At the beginning of summer, hundreds of students at Lyman High School in central Florida went home with yearbooks, ready to look back on the best moments and memories of the school year they had just wrapped up. However, all was not smooth sailing as controversy regarding a particular page focused on LGBTQ identities erupted almost instantaneously.
The page in question was headlined “Words to live by” and featured definitions for various terms describing sexual orientations and gender identities, such as “genderfluid”, “pansexual” and “cisgender”. The definitions were shown alongside photos of students with quotes describing how students across the Lyman campus felt about inclusivity and representation of LGBTQ identities.
“I think [the spread] was valuable,” senior Luke Satterlee said. “It made the students feel safe in their skin and respected by themselves.”
Some parents of students took issue with the spread, claiming that the content was inappropriate and contributed to the sexualization of minors. Enough complaints were made to result in the yearbook being taken under review by the district. The controversy took place almost a year exactly after a separate one regarding the Lyman yearbook’s inclusion of photos from student protests of the Florida HB 1557 bill, dubbed by some as the “Don’t Say Gay” bill.
“I think it’s hypocritical to get mad at the yearbook,” senior Sarah Cillo said. “Hashtag freedom of the press. It’s the right of free speech so I feel like people shouldn’t get upset about one or two pages in the yearbook.”

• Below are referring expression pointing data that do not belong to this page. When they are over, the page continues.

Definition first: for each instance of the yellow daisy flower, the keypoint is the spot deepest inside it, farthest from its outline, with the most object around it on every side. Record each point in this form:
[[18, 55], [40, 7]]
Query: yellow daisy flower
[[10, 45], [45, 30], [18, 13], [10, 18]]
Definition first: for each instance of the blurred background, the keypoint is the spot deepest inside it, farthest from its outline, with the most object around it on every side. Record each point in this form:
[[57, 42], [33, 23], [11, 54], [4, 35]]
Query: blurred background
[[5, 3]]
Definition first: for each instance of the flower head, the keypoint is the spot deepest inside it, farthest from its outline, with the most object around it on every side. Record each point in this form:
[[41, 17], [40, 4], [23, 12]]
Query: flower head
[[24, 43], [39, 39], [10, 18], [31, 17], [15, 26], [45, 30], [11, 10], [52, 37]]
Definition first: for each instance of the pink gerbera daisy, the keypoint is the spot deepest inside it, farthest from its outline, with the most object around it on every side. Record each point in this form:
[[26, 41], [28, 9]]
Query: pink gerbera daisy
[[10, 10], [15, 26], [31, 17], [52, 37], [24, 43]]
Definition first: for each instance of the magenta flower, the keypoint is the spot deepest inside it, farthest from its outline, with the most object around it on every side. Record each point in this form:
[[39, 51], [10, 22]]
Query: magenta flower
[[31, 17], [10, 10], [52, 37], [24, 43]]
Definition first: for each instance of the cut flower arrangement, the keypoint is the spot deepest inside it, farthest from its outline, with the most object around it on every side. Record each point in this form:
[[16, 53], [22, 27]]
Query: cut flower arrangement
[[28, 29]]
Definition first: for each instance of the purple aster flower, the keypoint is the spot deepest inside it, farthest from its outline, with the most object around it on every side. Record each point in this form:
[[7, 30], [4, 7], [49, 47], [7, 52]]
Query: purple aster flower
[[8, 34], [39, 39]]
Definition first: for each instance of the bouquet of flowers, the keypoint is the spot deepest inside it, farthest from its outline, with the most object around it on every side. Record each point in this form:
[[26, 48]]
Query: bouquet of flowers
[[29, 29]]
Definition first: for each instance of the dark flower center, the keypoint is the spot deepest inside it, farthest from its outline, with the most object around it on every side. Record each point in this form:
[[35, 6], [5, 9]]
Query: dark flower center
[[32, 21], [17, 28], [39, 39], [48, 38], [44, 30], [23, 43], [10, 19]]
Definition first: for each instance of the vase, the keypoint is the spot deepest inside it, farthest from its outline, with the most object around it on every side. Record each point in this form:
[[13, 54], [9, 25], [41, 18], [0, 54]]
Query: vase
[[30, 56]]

Ultimately, parents were provided with the options of returning the yearbooks for a full refund or requesting an exchange for a re-printed version of the yearbook that did not include the contentious page. With a general agreement over whether or not it is right to feature such divisive topics in a school yearbook still having not been reached, it is possible that issues like this will continue to arise for any publications that try to feature such topics in their content.
“I think the effects of this are pretty negative, only in the aspect of it separating people,” art history teacher Ronni-Marie Villanueva said. “I feel like we should all respect one another, and it doesn’t hurt to understand where someone is coming from, even if you don’t personally believe in those things. We can all just take our biases and put them somewhere else.”